Lightspeed and Khosla backed DualEntry's speed-and-breadth thesis: 24-hour go-live, 13,000+ integrations, multi-entity consolidation, close times from 15-20 days to 8-10 days. The Altis diligence report (the most useful independent data available on DualEntry, free at altis.vc/reports/dualentry) finds DualEntry trailing Campfire and Rillet in SaaS-specific modules and notes some evaluators finding the automation depth below what was marketed. The strongest ICP is greenfield mid-market multi-entity companies that want the fastest path to any modern ERP.

Accel and Ribbit backed Campfire's AI-model-differentiation thesis. LAM — a Large Accounting Model trained exclusively on accounting data — is the first domain-specific model in the ERP category. It achieves over 95% accuracy on reconciliations and variance analysis, and Campfire's customers report five-times faster close cycles (144 days reclaimed annually). Customers include PostHog, Replit, Decagon. The architecture-native claim is the most credible in the category: LAM acts on records directly, not in response to queries.

a16z and ICONIQ backed Rillet's vertical-precision thesis. Purpose-built for SaaS companies: native ARR, MRR, and NRR calculated directly from the general ledger — not configured dashboards, not a BI layer. Two hundred native integrations to the standard SaaS finance stack (Stripe, Ramp, Brex, Rippling, Salesforce, HubSpot). Aura AI handles flux analysis and accruals automatically. Two hundred customers, including Windsurf and Bitwarden; ARR doubled in 12 weeks after the Series B. At approximately $500M valuation, it is the most expensive bet in the category, which says something about conviction.

On current evidence: Campfire on AI architecture depth, Rillet on SaaS fit and execution velocity, DualEntry on breadth for non-SaaS multi-entity implementations. The entrants are genuinely different products, not three versions of "better NetSuite."

What this means for your evaluation

If you are a CFO or CTO evaluating whether the window applies to you: the practical question is the rote-work fraction of your last close. Map the actual time allocation: how much was categorization, matching, reconciliation, and variance formatting versus judgment calls, stakeholder communication, and review? If rote work is above 60% of your close cycle, the AI-native platforms are removing a material operational cost. If your close is already judgment-heavy, you are buying a cleaner interface for work that is already at the high-value end. The case is different.

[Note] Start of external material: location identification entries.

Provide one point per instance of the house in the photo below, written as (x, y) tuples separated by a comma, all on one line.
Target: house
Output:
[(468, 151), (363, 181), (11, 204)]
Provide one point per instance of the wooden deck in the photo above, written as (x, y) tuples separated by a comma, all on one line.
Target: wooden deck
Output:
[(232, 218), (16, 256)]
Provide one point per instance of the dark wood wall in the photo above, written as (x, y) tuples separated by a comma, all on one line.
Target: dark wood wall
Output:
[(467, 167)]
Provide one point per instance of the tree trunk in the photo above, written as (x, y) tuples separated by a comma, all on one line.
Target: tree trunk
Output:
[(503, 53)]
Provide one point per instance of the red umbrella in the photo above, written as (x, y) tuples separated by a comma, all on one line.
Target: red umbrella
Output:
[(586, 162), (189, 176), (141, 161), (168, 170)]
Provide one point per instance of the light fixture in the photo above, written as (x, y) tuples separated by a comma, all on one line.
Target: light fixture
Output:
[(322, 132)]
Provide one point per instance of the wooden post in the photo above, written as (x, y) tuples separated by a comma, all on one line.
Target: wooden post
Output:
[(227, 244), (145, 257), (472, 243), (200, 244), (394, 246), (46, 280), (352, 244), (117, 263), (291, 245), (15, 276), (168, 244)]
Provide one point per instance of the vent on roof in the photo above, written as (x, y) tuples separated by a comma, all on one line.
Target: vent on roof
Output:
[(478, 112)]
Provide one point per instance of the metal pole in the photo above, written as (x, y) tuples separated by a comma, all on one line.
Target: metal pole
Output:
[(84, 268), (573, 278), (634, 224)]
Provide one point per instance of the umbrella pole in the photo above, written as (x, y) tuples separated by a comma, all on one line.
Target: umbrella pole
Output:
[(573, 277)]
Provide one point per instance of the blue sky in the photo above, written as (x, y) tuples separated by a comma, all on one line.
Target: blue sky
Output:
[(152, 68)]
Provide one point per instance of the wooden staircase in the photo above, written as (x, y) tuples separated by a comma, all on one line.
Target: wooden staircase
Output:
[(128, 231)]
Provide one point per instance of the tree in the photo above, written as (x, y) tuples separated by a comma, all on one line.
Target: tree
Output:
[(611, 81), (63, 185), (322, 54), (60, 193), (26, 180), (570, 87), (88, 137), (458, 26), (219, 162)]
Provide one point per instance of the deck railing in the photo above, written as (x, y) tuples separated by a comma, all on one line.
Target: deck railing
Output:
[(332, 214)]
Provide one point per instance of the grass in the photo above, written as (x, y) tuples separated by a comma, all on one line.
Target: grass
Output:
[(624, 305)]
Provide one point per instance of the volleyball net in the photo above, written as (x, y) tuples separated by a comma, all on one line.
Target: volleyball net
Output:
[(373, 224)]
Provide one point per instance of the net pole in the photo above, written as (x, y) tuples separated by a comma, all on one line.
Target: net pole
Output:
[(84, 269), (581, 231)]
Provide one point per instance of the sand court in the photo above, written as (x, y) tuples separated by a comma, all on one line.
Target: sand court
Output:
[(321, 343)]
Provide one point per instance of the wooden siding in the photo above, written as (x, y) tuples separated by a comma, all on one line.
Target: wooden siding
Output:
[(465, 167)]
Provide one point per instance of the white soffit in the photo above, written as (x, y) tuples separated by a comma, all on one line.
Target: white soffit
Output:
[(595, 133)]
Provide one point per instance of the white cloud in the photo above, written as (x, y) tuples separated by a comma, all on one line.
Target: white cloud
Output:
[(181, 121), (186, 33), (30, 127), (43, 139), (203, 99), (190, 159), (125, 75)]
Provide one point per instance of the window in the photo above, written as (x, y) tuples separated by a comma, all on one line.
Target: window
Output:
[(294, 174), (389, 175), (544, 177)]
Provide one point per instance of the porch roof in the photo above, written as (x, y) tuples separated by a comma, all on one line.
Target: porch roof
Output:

Three questions that shorten the shortlist: Is your rote-work fraction above 60%? Are you a SaaS company with a standard billing stack (Stripe, Ramp, Salesforce, Rippling)? Do you have multi-entity consolidation requirements? If the first two are yes, Rillet and Campfire are the conversation — Rillet for SaaS-first precision, Campfire for automation depth. If the first and third are yes, DualEntry's multi-entity architecture is the relevant comparison. If your close is already judgment-heavy (rote below 40%), the entrants still improve the interface but the migration economics are less compelling.

The evaluation that matters is not the vendor demo. It is a three-day parallel pilot against your last real month-end close, with your actual transaction history in the target platform. That is the test that separates what a vendor claims from what the automation actually delivers against your specific workload. The mechanism is real; whether your workload sits inside the window is a data question, not a pitch question.